A much more interesting island to visit is Taquile, some 45 km from Puno, on which their are numerous pre-Inca and Inca ruins and Inca terracing. The island is narrow, only about 1 km wide, and 6-7 km long. There is a cooperative shop on the island that sells exceptional woollen goods which are not cheap but of very fine quality.
Another island well worth visiting is Amantani. It is very beautiful and peaceful, and in many ways less spoiled than Taquile. There are six villages and ruins on both of the island's peaks, Pacha Tata and Pacha Mama, from which there are excellent views. There are also temples and on the shore there is a throne carved out of stone. The residents make beautiful textiles and sell them quite cheaply at the Artensania Cooperative. The people are Quechua speakers, but understand Spanish.
In the archaeological site of Sillustani, 34 Km north from of the City of Puno, on the shore of beautiful Umayo Lagoon, one runs into enigmatic chullpas, which were built by the Collas, some of which are more than 12 m. high. Used to bury the most important personalities of this nation, the chullpas know as Lagarto and Intiwatana are the most prominent.
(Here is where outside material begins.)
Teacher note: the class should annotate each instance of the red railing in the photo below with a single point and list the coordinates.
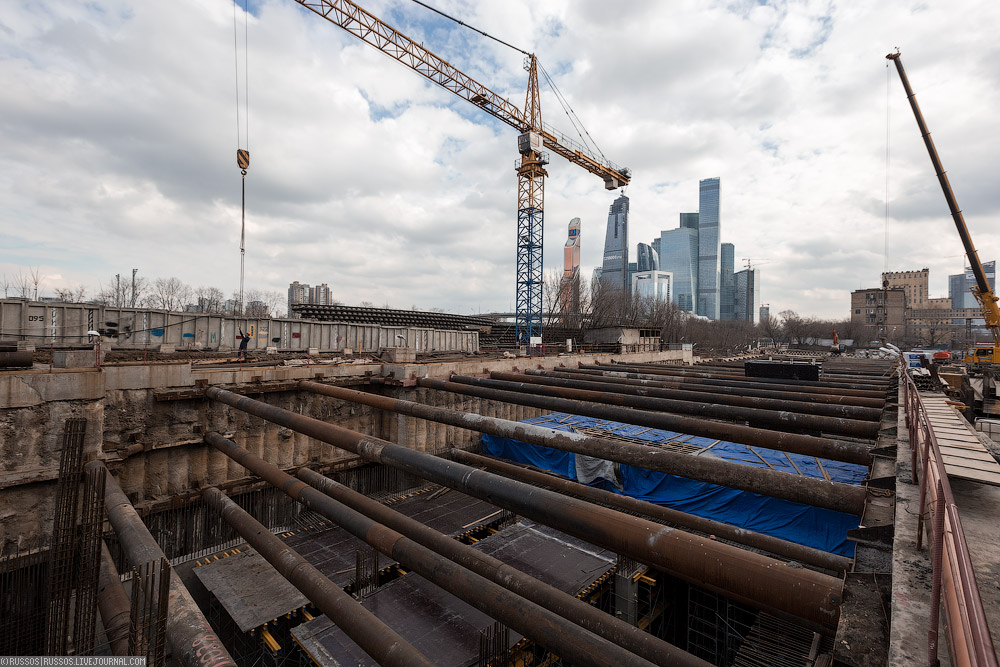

Juli, once the capital of the lake area, has four beautiful colonial churches under reconstruction. Although it now appears a little odd to see so many large churches so close together, at the time the Spanish ordered them built they hoped to covert huge masses of Indians to Roman Catholicism.
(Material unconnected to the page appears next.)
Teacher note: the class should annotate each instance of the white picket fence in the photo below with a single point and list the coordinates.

In addition, the Spanish were accustomed to having one church for the Europeans, one for the mixed-raced Christians and yet another for the Indians. The largest of Juli's churches is San Juan Bautista with its colonial paintings tracing the life of its patron, Saint John the Baptist.
From the courtyard of La Asuncion Church visitors have a captivating view of the lake. The other churches in the city are San Pedro, once the city's principal place of worship and the church in which a choir of 400 Indians used to sing each Sunday, and Santa Cruz, which is just beside the city's old cemetery. Santa Cruz was originally a Jesuit church upon the front of which Indian stonemasons carved a huge sun - the Inca god - along with more traditional Christian symbols.
The city is located in 86 kilometers from La Paz, on the frontier with the republic of Peru.
The Desaguadero River in Peru and Bolivia is the only river draining Lake Titicaca. It exits the lake at the southern part of the river basin, it flows south and drains approximately five percent of the lake's flood waters into Lake Poopo, a smaller lake.